The fifth would pay $1.
The sixth would pay $3.
The seventh would pay $7.
The eighth would pay $12.
The ninth would pay $18.
The tenth man (the richest) would pay $59.
So, that's what they decided to do.
The ten men drank in the bar every day and seemed quite happy with the arrangement, until on day, the owner threw them a curve. "Since you are all such good customers," he said, "I'm going to reduce the cost of your daily beer by $20."Drinks for the ten now cost just $80.
The group still wanted to pay their bill the way we pay our taxes so the first four men were unaffected. They would still drink for free. But what about the other six men --- the paying customers? How could they divide the $20 windfall so that everyone would get his 'fair share?' They realized that $20 divided by six is $3.33. But if they subtracted that from everybody's share, then the fifth man and the sixth man would each end up being paid to drink his beer.So, the bar owner suggested that it would be fair to reduce each man's bill by roughly the same amount, and he proceeded to work out the amounts each should pay. And so:
The fifth man, like the first four, now paid nothing (100% savings).
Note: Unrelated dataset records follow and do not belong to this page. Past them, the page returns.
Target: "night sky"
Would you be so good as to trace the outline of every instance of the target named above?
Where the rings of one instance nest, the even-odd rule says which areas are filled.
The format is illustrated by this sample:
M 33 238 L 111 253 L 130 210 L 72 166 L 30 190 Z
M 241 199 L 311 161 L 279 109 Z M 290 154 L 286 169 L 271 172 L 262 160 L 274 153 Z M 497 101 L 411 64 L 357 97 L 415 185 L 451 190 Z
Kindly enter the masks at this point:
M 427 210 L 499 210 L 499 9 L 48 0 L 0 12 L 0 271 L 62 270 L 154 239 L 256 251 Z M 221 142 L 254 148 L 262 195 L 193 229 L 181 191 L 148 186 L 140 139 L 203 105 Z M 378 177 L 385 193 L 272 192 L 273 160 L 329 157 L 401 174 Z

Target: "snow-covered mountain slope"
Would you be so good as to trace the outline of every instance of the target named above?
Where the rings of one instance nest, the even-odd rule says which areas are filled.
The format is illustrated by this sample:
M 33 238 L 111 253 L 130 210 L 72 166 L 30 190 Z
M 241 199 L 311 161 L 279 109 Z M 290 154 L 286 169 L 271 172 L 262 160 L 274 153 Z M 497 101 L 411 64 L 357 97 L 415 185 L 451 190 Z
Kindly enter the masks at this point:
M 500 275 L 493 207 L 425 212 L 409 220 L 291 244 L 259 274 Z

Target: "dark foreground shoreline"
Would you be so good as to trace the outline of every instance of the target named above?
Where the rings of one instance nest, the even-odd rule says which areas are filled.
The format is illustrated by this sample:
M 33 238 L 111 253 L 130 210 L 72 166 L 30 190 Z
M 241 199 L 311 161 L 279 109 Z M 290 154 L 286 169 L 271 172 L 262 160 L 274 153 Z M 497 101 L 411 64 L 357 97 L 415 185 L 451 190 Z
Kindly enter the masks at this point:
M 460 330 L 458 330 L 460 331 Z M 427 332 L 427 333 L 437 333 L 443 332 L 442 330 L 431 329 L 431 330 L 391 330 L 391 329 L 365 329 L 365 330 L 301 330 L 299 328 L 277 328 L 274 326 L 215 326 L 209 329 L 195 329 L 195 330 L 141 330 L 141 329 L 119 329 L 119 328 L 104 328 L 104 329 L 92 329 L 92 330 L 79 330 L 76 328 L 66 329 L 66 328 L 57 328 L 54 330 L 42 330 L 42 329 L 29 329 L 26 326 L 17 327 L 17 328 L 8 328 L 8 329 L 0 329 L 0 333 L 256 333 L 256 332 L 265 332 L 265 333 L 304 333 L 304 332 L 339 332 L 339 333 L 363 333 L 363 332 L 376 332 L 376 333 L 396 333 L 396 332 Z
The sixth now paid $2 instead of $3 (33%savings).
The seventh now pay $5 instead of $7 (28%savings).
The eighth now paid $9 instead of $12 (25% savings).
The ninth now paid $14 instead of $18 (22% savings).
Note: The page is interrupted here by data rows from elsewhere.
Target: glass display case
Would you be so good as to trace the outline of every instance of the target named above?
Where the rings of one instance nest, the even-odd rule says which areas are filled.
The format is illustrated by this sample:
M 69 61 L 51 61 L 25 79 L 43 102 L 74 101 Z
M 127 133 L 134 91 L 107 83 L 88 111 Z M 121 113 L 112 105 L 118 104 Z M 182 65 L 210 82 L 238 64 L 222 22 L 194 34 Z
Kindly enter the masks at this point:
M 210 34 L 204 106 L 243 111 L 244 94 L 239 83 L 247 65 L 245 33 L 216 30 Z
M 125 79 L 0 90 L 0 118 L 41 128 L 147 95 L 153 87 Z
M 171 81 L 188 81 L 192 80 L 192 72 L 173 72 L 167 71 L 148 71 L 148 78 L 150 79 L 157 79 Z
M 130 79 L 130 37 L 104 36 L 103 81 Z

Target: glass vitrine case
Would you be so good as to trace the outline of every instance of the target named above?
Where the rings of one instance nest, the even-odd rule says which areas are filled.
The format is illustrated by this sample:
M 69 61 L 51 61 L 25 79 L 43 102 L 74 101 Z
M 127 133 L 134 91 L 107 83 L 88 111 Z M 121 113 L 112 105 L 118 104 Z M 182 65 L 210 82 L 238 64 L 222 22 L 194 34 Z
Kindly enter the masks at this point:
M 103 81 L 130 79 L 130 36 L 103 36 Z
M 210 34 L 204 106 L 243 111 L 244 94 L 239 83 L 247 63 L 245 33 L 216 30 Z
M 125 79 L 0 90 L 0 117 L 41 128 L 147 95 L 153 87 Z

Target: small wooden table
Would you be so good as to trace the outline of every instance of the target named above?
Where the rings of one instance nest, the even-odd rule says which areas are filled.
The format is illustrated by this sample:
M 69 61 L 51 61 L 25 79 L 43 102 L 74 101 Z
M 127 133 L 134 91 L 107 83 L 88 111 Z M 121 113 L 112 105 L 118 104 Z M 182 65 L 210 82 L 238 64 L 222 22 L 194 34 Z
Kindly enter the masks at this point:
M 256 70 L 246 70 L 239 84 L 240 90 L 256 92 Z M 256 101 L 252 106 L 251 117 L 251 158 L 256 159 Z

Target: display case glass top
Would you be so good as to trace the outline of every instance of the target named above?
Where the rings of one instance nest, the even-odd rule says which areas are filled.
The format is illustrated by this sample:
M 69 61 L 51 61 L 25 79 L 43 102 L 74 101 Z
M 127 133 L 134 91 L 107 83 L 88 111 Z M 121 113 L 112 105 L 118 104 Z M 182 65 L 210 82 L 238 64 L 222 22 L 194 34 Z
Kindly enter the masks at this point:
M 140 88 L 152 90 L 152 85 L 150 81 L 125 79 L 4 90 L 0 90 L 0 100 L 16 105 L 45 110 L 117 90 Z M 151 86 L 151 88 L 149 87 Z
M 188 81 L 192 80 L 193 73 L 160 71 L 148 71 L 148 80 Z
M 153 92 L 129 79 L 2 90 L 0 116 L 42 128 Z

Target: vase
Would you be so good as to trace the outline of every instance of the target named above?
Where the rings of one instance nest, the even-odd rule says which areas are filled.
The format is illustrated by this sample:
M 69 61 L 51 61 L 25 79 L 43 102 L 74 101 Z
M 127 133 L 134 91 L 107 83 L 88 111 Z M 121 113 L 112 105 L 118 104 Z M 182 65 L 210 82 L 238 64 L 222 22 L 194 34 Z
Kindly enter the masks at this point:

The tenth now paid $49 instead of $59 (16% savings).
Each of the six was better off than before. And the first four continued to drink for free. But once outside the restaurant, the men began to compare their savings. "I only got a dollar out of the $20,"declared the sixth man. He pointed to the tenth man," but he got $10!"
"Yeah, that's right," exclaimed the fifth man. "I only saved a dollar, too.
It's unfair that he got ten times more than I!"
"That's true!!" shouted the seventh man. "Why should he get $10 back when I got only two? The wealthy get all the breaks!"
"Wait a minute," yelled the first four men in unison. "We didn't get anything at all. The system exploits the poor!"
The nine men surrounded the tenth and beat him up. The next night the tenth man didn't show up for drinks, so the nine sat down and had beers without him. But when it came time to pay the bill, they discovered something important. They didn't have enough money between all of them for even half of the bill!